Gentoo Websites Logo
Go to: Gentoo Home Documentation Forums Lists Bugs Planet Store Wiki Get Gentoo!

Bug 181361 (CVE-2007-3073)

Summary: <www-client/mozilla-firefox{,-bin}-2.0.0.17 - multiple vulnerabilities (CVE-2007-{3073,3089},CVE-2008-0591)
Product: Gentoo Security Reporter: Carsten Lohrke (RETIRED) <carlo>
Component: VulnerabilitiesAssignee: Gentoo Security <security>
Status: RESOLVED FIXED    
Severity: enhancement CC: jaak, linuxgeek, sgtphou
Priority: High    
Version: unspecified   
Hardware: All   
OS: Linux   
Whiteboard: A4 [glsa]
Package list:
Runtime testing required: ---
Bug Depends on: 185737, 208128, 238535    
Bug Blocks:    

Comment 1 Pierre-Yves Rofes (RETIRED) gentoo-dev 2007-08-09 11:32:11 UTC 
mozilla, do we know if this issues are fixed with version 2.0.0.6? please advise.
Comment 2 Raúl Porcel (RETIRED) gentoo-dev 2007-08-09 13:29:46 UTC 
(In reply to comment #1)
> mozilla, do we know if this issues are fixed with version 2.0.0.6? please
> advise.
> 

It's not. According to the bugs posted avobe, they will be fixed in firefox-3.0.
Comment 3 Pierre-Yves Rofes (RETIRED) gentoo-dev 2007-09-08 16:12:58 UTC 
(In reply to comment #2)
> (In reply to comment #1)
> > mozilla, do we know if this issues are fixed with version 2.0.0.6? please
> > advise.
> > 
> 
> It's not. According to the bugs posted avobe, they will be fixed in
> firefox-3.0.
> 
ok, setting to enhancement for now, we'll see when 3.0 is released.
Comment 5 Jaak Ristioja 2010-07-23 08:17:14 UTC 
https://bugzilla.mozilla.org/show_bug.cgi?id=380994 also appears to have been fixed quite a long time ago, so maybe you can resolve this bug report.
Comment 6 Jory A. Pratt gentoo-dev 2010-09-16 12:54:05 UTC 
Nothing for mozilla herd to do here.
Comment 7 Sean Amoss (RETIRED) gentoo-dev Security 2012-02-09 15:03:20 UTC 
https://bugzilla.mozilla.org/show_bug.cgi?id=380994 : 
CVE-2007-3073 is a duplicate of CVE-2008-4067 [1]. 
CVE-2008-4067 is listed on bug 238535 which is on a GLSA request.
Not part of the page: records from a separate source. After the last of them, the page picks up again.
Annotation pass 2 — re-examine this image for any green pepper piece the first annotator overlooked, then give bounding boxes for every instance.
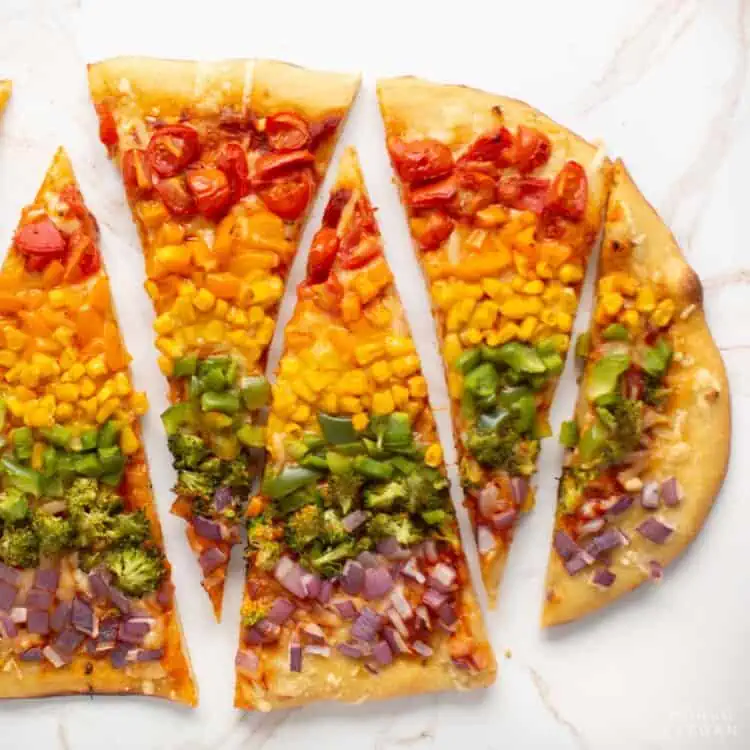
[201,391,240,414]
[172,354,198,378]
[578,422,608,463]
[242,375,271,411]
[453,348,482,374]
[318,412,359,445]
[602,323,630,341]
[40,424,73,448]
[326,451,352,474]
[10,427,34,461]
[643,338,672,378]
[586,352,630,401]
[560,419,578,448]
[96,419,120,448]
[236,424,266,448]
[263,466,320,500]
[482,341,544,375]
[0,456,43,497]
https://bugzilla.mozilla.org/show_bug.cgi?id=382686 :
CVE-2007-3089 - fixed in bug 185737 and listed on GLSA 200708-09.

https://bugzilla.mozilla.org/show_bug.cgi?id=376473 : 
CVE-2008-0591 - fixed in bug 208128 and listed on GLSA 200805-18.


[1] http://seclists.org/oss-sec/2008/q4/41
Comment 8 GLSAMaker/CVETool Bot gentoo-dev 2013-01-08 01:02:43 UTC 
This issue was resolved and addressed in
 GLSA 201301-01 at http://security.gentoo.org/glsa/glsa-201301-01.xml
by GLSA coordinator Sean Amoss (ackle).